Might that explain Mad River's Cathedral Skeleton?
But if Blue Cross is being stingy with its payments, what is it doing with the money it collects from subscribers?
This brings us to the last part of our story.
Once upon a time there was a company called Blue Cross. It was a "nonprofit" corporation, meaning that it had no stockholders and made no profits. Each month it collected small sums of money from countless policy holders and returned it when one of them got sick. Money in equalled money out, minus a little for expenses. Mind you, those "little for expenses" were a tidy sum. It paid excellent salaries, bought corporate jets, plush offices and the other perks that captains of industry expect. Nevertheless, the bulk of the money coming in was supposed to be used for health care. Stuffing it into their pockets would have been criminal behavior for the corporate officers.
But when the cry "let the businessmen do it," erupted, Blue Cross was right there. In 1996, the stodgy Blue Cross became the elegant Wellpoint. Unlike its ancestor, Wellpoint was free to make as much profit as it could. It could charge as much as people were willing to pay and pay out as little as it absolutely had to. And everything it didn't pay out was, well, profit.

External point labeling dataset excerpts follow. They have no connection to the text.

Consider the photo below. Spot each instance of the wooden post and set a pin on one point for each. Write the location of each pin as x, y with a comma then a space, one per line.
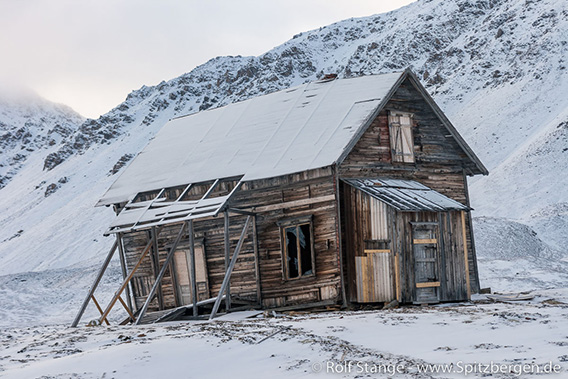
123, 268
227, 258
465, 256
125, 283
339, 241
256, 261
98, 307
230, 269
156, 266
192, 268
160, 276
95, 285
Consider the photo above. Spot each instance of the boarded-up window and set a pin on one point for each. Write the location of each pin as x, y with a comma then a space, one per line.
298, 250
402, 141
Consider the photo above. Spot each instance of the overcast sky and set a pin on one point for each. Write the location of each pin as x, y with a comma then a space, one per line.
91, 54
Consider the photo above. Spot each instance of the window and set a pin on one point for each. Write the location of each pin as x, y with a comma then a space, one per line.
402, 141
297, 246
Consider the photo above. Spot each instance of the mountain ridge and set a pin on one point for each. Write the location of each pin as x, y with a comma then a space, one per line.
492, 65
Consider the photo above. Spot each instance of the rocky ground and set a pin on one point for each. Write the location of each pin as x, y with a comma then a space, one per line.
401, 342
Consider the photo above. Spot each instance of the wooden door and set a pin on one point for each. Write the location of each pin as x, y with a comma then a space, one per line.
426, 262
182, 261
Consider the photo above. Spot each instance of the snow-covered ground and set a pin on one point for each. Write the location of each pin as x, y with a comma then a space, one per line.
402, 341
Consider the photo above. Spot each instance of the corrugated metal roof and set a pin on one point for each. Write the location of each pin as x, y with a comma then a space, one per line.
406, 195
160, 211
293, 130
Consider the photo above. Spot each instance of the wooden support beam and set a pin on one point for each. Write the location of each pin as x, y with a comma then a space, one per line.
126, 308
256, 261
94, 285
160, 275
230, 269
428, 285
156, 266
125, 282
98, 307
192, 267
227, 258
424, 241
397, 277
123, 268
466, 258
241, 212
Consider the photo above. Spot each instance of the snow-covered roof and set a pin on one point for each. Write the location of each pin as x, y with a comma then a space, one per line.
406, 195
293, 130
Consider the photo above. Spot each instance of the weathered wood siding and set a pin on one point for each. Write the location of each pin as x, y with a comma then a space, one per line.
451, 263
325, 284
276, 290
439, 161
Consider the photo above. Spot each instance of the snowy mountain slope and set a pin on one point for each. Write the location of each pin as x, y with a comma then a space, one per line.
30, 124
497, 67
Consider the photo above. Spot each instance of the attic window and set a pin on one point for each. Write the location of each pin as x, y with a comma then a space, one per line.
402, 141
297, 248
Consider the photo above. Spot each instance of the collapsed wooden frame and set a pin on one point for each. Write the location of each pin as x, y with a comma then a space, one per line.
159, 211
224, 293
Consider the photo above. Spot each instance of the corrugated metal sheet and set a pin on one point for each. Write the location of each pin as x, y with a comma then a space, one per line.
375, 282
301, 128
406, 195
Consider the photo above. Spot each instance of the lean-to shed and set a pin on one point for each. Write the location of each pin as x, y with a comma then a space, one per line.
335, 191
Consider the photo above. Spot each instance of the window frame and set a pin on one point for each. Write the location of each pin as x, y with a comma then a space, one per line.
400, 156
296, 222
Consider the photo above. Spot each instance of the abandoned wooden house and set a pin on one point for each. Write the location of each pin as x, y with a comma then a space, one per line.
333, 192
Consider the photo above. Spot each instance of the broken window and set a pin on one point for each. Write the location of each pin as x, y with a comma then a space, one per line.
298, 254
402, 141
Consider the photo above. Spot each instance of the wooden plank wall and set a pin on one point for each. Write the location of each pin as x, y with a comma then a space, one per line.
276, 290
325, 285
440, 163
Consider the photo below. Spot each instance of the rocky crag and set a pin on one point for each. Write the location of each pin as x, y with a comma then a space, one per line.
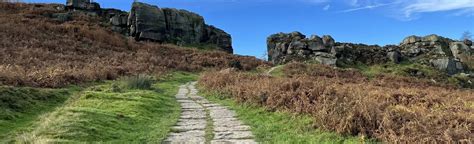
445, 54
151, 23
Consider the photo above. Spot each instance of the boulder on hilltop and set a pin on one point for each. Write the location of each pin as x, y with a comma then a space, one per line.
148, 22
442, 53
164, 25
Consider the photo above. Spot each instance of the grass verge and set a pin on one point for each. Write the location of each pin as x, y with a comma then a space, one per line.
279, 127
21, 106
104, 114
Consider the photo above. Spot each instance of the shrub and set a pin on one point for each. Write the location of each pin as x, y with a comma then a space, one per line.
140, 81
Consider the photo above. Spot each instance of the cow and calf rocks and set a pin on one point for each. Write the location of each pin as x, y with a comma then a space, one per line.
164, 25
442, 53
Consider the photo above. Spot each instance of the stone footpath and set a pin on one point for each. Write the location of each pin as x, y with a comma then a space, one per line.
192, 124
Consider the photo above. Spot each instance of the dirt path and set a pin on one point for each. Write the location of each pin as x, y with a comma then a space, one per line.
199, 115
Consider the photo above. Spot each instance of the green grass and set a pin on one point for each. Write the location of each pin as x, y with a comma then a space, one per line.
280, 127
103, 113
21, 106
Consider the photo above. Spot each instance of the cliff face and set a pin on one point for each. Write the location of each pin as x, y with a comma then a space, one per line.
147, 22
442, 53
164, 25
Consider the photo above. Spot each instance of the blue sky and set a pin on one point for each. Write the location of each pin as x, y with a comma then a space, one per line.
381, 22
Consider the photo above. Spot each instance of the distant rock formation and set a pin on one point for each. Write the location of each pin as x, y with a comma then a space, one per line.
443, 53
147, 22
164, 25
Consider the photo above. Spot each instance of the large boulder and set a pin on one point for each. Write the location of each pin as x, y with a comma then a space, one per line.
449, 65
328, 41
147, 22
286, 47
315, 43
181, 27
217, 37
459, 49
184, 26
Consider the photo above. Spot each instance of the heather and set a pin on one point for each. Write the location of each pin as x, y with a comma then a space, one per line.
388, 108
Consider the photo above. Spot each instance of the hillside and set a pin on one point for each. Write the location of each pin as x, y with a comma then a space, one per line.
39, 50
78, 73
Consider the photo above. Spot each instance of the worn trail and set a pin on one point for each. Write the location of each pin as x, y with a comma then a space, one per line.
199, 115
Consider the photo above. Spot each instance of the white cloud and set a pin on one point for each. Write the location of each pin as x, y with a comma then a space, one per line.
367, 7
425, 6
326, 7
410, 8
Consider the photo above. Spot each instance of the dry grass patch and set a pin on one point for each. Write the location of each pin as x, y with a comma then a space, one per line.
390, 109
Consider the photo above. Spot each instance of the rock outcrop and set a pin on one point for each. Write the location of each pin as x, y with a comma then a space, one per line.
148, 22
283, 48
151, 23
442, 53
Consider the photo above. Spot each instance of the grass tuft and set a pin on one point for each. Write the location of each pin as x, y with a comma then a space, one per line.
140, 81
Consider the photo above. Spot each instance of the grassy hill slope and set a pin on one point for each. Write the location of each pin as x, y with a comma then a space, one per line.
38, 50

Let me say that again. Unlike the old Blue Cross -- which was obligated to use money collected to pay patients' bills -- the new Wellpoint could, in theory, take the bulk of "insurance" premiums and slip them to its corporate officers and stockholders.
But they wouldn't do that, would they?
Last year, 2001, the CEO of Wellpoint, Leonard Schaeffer, was paid $5,614,425 -- or just a tad over $100,000 a week -- not including stock options.
Mind you, I do not doubt that Shaeffer is a hard working CEO, and I know that other CEOs are paid even more than he. But there is a crucial difference: The money Shaeffer was paid is money that could have been -- in my mind should have been -- used for health care. For his $5 million-plus, I suspect Shaeffer did not perform a single operation, apply a single Band-Aid, dispense a single medication. And he's not the only one with his hand in the cookie jar.
Go to www.wellpoint.com and check the facts for yourself. There you will see the smiling face of CEO Shaeffer and discover that since its introduction, Wellpoint (WLP) has consistently outperformed the market. Even in today's down market, it is valued at nearly $10 billion. And what does it sell? Why, other people's work.
Last year, its 145 million shares earned nearly $4 each. Stated otherwise, nearly $600 million of health care money was siphoned from the system into hands of investors. Does this seem rational to you?
It seems mad to me. But in one way, at least, it makes perfect sense. It explains the magnificent Cathedral Skeleton gleaming in the summer sun along Janes Road.
Jay Davis is a physician and author in Humboldt County.